Page last updated at 21:06 GMT, Wednesday, 7 April 2010 22:06 UK

Kyrgyzstan violence leaves uncertainty

By Firdevs Robinson
Editor, BBC Central Asian service

A Kyrgyz opposition supporter hands a national flag to a fellow demonstrator standing on a military vehicle during an anti-government protest in Bishkek, 7 April, 2010

At the end of a violent and chaotic day, the central Asian republic of Kyrgyzstan seems to have turned another page in its short history.

If opposition sources are to be believed, President Kurmanbek Bakiyev - the charismatic leader of the so-called 2005 Tulip Revolution - has gone the way he came to power: on a wave of street protests. His whereabouts remain unknown.

The united opposition that has toppled him chose as its leader a former foreign minister of the Bakiyev administration, Roza Otubayeva.

Trouble has been brewing for weeks, starting with demonstrations against a hike in utility prices.

Opposition parties had called for political gatherings on Tuesday and Wednesday. The first spark of unrest came from the north-western city of Talas, when crowds stormed a government office.

The government responded with a nationwide crack-down, arresting opposition leaders, cutting communication links and further limiting the media.

Leaderless and angry, the crowds soon gathered around the presidential palace and clashes broke out.

Live ammunition

Unlike his predecessor's reaction to the uprising that brought him to power in 2005, President Bakiyev's government chose to fire on the protesters.

When rubber bullets and tear gas did not contain the crowds, live ammunition was fired, leaving dozens of people dead, and hundreds injured.


Violence on the streets of Bishkek as protesters and police clash

Coming just days after UN Secretary General Ban Ki-moon urged the country to improve its governance and human rights record, the unrest in Kyrgyzstan has alarmed its neighbours and countries beyond.

The first strong message of restraint came from neighbouring Kazakhstan, which holds the chairmanship of the Organization for Security and Co-operation in Europe (OSCE).

The EU called for the immediate release of opposition leaders so a peaceful solution could be found through negotiations.

Memories of 2006

Russia, which played an important role during the Tulip Revolution of 2005 by providing refuge for former President Askar Akayev in Moscow, has so far kept its distance this time.

Prime Minister Vladimir Putin called for restraint and denied any involvement.

The opposition is confident that power has permanently changed hands.

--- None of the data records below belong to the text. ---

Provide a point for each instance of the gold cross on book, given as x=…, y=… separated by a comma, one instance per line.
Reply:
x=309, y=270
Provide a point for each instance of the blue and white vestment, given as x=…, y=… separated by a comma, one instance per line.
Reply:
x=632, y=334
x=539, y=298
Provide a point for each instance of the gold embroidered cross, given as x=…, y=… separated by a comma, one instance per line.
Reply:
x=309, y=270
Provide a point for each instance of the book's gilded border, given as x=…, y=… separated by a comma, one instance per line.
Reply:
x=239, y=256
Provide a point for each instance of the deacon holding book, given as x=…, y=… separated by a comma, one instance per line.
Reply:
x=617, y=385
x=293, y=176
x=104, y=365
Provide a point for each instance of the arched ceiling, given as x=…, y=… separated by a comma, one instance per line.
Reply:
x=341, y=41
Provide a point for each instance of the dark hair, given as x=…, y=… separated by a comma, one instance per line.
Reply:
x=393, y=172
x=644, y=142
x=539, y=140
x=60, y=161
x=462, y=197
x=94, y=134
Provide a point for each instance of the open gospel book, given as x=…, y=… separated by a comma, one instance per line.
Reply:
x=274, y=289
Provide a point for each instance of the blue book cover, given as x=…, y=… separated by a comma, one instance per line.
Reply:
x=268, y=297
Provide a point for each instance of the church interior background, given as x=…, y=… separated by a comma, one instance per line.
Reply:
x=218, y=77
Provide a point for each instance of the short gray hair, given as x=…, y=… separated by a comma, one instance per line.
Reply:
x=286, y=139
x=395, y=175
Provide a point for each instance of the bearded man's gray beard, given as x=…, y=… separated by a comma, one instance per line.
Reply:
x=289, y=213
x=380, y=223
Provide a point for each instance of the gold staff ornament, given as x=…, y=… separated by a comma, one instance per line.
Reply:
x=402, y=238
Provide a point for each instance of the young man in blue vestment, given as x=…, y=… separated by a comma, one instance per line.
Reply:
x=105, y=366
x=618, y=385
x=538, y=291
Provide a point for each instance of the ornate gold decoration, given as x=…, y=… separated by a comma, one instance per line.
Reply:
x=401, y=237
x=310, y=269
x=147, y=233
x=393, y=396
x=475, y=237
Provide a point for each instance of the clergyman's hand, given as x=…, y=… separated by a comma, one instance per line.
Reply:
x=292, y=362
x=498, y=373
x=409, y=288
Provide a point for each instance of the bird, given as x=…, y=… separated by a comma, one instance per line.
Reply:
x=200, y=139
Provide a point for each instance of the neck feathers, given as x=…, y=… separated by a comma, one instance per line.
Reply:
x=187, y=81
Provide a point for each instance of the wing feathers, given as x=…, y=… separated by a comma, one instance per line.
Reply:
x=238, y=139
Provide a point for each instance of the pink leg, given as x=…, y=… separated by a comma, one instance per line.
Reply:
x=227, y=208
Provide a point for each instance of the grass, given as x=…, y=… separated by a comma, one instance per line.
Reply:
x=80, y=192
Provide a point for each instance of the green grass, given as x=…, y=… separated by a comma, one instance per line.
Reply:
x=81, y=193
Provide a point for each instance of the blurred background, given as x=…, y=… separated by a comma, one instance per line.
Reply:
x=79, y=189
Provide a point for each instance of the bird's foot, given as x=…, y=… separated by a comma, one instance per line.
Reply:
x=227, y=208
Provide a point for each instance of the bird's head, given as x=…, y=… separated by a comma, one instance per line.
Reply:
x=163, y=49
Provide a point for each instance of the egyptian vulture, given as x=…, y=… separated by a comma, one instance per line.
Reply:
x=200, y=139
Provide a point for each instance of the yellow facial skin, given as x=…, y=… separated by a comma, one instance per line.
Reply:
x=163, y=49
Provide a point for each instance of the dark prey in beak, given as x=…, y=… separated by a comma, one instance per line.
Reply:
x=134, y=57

One of the poorest of the former Soviet states
Hosts both US and Russian military air bases
Population mostly Kyrgyz but 15% are Uzbek and a significant number of Russians live in the north and around the capital
Kurmanbek Bakiyev has been president since the Tulip Revolution of 2005, which overthrew the government of Askar Akayev
Mr Bakiyev vowed to restore stability but has been accused of failing to tackle corruption
Opponents also complain he has installed relatives in key government posts
Domestic media have come under increasing pressure from the government in recent months

"We have full control of the government," one of the opposition leaders, Azimbek Beknazarov, told BBC Kyrgyz.

A similar announcement followed, this time from the appointed leader of the united opposition, Ms Otunbayeva, calling herself "the head of the government of people's trust".

It brought back memories of my meeting with her in 2006 in Bishkek, soon after she became an opponent of President Bakiyev.

"Once the people get the taste of toppling presidents by getting on to streets, it will be difficult to change governments any other way," she warned at the time.

Like President Akayev before him, Mr Bakiyev had lost popular support as well as the backing of national and regional elites.

Increasingly authoritarian, he was accused of widespread corruption and nepotism.

If the country wants to break the vicious circle of violent uprisings and mob rule that Ms Otunbayeva once talked about, the new leaders will have to prove that they are different.

As Bishkek gets ready for a new day under emergency rule, it is not only the smoke from burning buildings that is casting dark clouds over the capital.

With frenzied looters on its streets and untested new leaders in its government offices, a tense and uncertain future awaits Kyrgyzstan.